From: Sam Norton (elizaphanian@tiscali.co.uk)
Date: Sat Mar 20 2004 - 11:11:22 GMT
Hi Platt,
> I agree that equating DQ with God (or Tao or anything supernatural) is
> wrong. But I disagree that God can be equated to Quality. IMHO, the MOQ is
> atheistic to the core. The MOQ provides a naturalistic explanation of
> reality. There's a natural tendency to ascribe supernatural powers to DQ
> because it can't be explained in so many words, but neither can energy,
> that mysterious force that science regards as the ultimate source of
> everything but is nothing if not natural.
My point was not really to do with what 'God' means, more that within the MoQ Quality is the highest
term, which is then divided into Dynamic and Static - therefore DQ *cannot* be the highest term.
Whether that highest term can then be called God (or tao or the source or beauty or the 'One') is a
separate question - an interesting question, but a separate one.
Many people do seem to equate DQ with 'the highest' or 'mystical reality' or whatever, and I think
that doesn't do justice to the subtlety of Pirsig's thought. Which I think needs to be more widely
understood.
By the way, I came across these two quotes the other day, which I thought you might like:
"'For from the greatness and beauty of created things comes a corresponding perception of their
Creator' (Wisdom 13.5) The sky and the air are beautiful, the earth and the sea are beautiful. By
divine grace the universe was called by the Greeks 'cosmos', meaning 'ornament'... Surely the author
of all created beauty must himself be the beauty in all beauty?" [Hilary of Poitiers, The Trinity]

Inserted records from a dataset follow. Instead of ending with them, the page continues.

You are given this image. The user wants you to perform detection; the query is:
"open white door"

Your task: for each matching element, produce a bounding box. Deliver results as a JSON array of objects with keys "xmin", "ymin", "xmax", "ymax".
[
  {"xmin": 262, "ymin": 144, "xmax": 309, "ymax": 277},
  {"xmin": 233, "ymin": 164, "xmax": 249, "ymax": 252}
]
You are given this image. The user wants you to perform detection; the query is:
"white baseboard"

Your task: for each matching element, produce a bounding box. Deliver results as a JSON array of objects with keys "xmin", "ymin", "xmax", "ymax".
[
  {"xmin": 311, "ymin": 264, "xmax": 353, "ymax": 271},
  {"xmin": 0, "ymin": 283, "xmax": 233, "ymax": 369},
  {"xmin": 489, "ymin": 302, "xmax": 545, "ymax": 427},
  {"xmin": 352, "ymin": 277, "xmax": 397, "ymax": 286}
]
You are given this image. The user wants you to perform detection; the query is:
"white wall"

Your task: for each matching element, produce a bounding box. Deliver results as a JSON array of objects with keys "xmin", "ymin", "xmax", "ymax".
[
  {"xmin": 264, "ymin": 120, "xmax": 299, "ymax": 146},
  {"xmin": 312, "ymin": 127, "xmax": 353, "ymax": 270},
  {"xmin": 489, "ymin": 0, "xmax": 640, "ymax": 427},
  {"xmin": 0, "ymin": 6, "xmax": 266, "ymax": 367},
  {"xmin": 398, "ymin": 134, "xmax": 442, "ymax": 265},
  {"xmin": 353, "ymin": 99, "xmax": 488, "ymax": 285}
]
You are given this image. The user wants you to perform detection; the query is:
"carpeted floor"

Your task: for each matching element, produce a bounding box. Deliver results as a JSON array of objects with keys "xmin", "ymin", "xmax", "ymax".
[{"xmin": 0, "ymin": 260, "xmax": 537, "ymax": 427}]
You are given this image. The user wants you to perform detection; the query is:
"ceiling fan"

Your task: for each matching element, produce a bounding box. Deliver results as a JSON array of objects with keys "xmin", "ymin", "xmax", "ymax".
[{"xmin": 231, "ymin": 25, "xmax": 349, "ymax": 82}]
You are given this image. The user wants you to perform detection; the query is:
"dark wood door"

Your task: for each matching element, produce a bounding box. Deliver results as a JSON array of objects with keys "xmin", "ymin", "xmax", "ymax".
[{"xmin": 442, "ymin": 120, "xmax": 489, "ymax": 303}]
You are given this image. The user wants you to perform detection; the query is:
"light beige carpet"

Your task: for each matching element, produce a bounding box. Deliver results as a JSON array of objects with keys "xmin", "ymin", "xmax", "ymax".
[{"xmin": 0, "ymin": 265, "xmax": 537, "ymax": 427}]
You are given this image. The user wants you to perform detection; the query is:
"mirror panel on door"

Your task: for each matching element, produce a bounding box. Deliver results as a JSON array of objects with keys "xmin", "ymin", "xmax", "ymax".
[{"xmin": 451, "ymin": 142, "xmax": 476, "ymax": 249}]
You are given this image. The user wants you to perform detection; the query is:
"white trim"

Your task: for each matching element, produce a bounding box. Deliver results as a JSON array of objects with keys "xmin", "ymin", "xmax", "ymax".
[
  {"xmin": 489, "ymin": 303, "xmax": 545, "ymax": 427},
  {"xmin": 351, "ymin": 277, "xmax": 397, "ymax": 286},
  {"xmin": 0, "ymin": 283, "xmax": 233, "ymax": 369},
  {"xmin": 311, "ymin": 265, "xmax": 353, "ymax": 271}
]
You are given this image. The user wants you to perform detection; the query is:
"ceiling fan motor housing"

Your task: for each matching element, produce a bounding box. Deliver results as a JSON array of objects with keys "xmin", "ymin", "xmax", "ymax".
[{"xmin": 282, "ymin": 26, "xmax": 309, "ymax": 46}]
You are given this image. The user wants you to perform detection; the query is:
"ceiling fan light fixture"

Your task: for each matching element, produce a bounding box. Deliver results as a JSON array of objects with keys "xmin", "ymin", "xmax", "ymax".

"[God is beauty.] This Beauty is the source of all friendship and all mutual understanding. It is
this beauty... which moves all living things and preserves them whilst filling them with love and
desire for their own particular sort of beauty. For each one, therefore, Beauty is both its limit
and the object of its love, since it is its goal... and its model (for it is by its likeness to this
Beauty that everything is defined). Thus true Beauty-and-Goodness are mixed together because,
whatever the force may be that moves living things, it tends always towards Beauty-and-Goodness, and
there is nothing that does not have a share in Beauty-and-Goodness."
Cheers
Sam
PS, just looking back at what you wrote. How do you distinguish 'naturalistic' from 'objective'? ie,
where do the values which determine what is perceived come in?